Sandra (votes Happy Birthday Tijuana): You came to our tribe and you tried to delegate what we were going to do and how we were going to do it. Frankly, we're sick and tired of you. By the way, happy birthday. Take care, goodbye, adios. (I HATE YOU. I HATE YOU. OH...AND HAPPY BIRTHDAY)
Darrah (votes Burton): Burton, I'm voting for you only because you're the biggest threat we have now and this is the only chance that you won't win immunity. Thanks for being a friend and being respectful to T and I for bringing us into the alliance with you. (YEAH, THANKS FOR THE ALLIANCE, BUT NOW I'M BACKSTABBING YOU IN THE BACK). And thanks for getting me further along in the game. Thanks for the fish and thanks for everything.
Christa (votes Tijuana, happy birthday): You're very rude, disrespectful; you like to order people around. And I just don't want you around anymore.
Tijuana (votes Burton): Burton this vote is for you, not because you're not a good person. You're not only a good person, you're a hard worker around camp. You raise our spirits and we appreciate everything you've done. So it's nothing against you personally. It's merely the fact that you are the strongest player here mentally and physically (UH, TIJUANA, YOU MUST BE MENTAL TO THINK BURTON HAS ANY MENTAL PROWESS). On top of that, as you know, I heard Jon and you talking. And you had a lot of distinct differences from what you were telling us, which is what you told Jon. And it just contradicts our alliance. So that's why this vote is for you, but again, good blessings to you. I hope that in the end when this is all over we'll be friends.
Lill (votes Tyuana): GREAT SPELLING, LILL. HOW ON EARTH DIDN'T YOU WIN IMMUNITY? Tijuana, it's a little bit of payback time. You didn't think anything about getting rid of me (four weeks ago???). You broke our alliance with some wonderful people. They brought you in and saved you. And now you want to get rid of our main source of food, Burton. I say no. I'm here to protect Burton (AND HAVE A DEMI-ASHTON AFFAIR WITH HIM, TOO). I think it's time for you to go.
Burton (votes Tijuana): I know it's your birthday tomorrow and I know only one of us is going to be here to see it. But I have some advice for you a day early.

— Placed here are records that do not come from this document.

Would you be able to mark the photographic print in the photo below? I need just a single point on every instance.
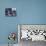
(10, 11)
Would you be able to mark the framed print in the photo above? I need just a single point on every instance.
(10, 11)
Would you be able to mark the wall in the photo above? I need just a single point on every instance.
(28, 12)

Never assume you are in control of a situation until you're 100 percent assured. (YEAH, GOOD ADVICE FROM THE IDIOT WHO IS GOING HOME NEXT WEEK).
Lying jerk (votes T Happy B-Day): Say your prayers. Take your vitamins and (you will never go wrong??). (THE HULKSTER MAY HAVE TAKEN STEROIDS, BUT AT LEAST HE DIDN'T LIE ABOUT HIS GRAMMA)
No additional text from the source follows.